I've been considering starting a blog about my substitute teaching experiences for some time now, but something happened in my classroom today that gave me the final push I needed to actually sit down and start writing. I was giving a high school geometry class their final today, and a student called me over and asked how to find the area of a rectangle. I was absolutely shocked. How can someone possibly make it through a GEOMETRY class without ever learning the formula for the area of a rectangle? As it turns out, his teacher taught him to rely on his "formula sheet" all year, and that particular formula was not on the formula sheet attached to the final. So that poor student, assuming he did well enough on his final to pass the class, will move on to algebra 2 next year without knowing the area of a rectangle. And goodness knows how many other gaps there are in his knowledge of math.

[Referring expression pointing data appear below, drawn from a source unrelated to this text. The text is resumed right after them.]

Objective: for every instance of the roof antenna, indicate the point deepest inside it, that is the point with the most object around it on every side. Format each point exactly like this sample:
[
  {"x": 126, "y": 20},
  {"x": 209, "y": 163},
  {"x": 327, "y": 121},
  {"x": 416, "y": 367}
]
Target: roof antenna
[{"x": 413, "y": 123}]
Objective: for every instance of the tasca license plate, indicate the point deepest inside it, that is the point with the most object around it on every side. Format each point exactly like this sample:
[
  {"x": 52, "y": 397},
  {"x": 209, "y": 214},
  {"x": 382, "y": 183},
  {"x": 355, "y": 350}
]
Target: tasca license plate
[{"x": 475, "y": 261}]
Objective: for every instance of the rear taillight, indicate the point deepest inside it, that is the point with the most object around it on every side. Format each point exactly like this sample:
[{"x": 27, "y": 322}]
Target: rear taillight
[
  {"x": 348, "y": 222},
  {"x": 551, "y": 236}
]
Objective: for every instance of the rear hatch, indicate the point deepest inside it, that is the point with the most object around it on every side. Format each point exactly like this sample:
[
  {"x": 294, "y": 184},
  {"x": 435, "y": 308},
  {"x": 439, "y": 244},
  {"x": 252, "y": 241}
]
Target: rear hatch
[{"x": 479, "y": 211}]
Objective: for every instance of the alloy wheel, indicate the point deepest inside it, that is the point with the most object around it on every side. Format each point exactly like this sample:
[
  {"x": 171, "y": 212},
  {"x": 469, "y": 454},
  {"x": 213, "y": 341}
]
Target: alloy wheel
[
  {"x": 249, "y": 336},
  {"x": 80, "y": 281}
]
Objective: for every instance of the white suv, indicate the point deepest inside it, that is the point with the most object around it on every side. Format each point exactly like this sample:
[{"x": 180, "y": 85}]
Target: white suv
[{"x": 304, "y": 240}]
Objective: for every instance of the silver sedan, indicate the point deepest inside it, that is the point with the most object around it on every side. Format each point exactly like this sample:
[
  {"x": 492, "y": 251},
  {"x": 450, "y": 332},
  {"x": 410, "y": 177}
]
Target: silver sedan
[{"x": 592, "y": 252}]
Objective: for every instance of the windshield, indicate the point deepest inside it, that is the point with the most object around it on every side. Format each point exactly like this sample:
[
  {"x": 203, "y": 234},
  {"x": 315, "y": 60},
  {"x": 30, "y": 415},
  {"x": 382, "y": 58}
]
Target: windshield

Scenarios like this one are simply not acceptable. By failing to adequately prepare students, teachers are setting them up for failure. By 2020, only an estimated 50 million Americans will be qualified to fill 123 million highly skilled, highly paid jobs, according to the recent documentary "Waiting for Superman."
It's time to change students' perceptions of math as the stereotypical least-favorite subject, and encourage them to think of it as a big, fun puzzle that they get to work out. So won't you join me in celebrating the wonderfulness of math? Then share it with your children, students, parents, colleagues, friends, and anyone else that cares to listen? It's time to get everyone excited about math so that students can start enjoying and excelling in the subject that could be the key to their success in the future!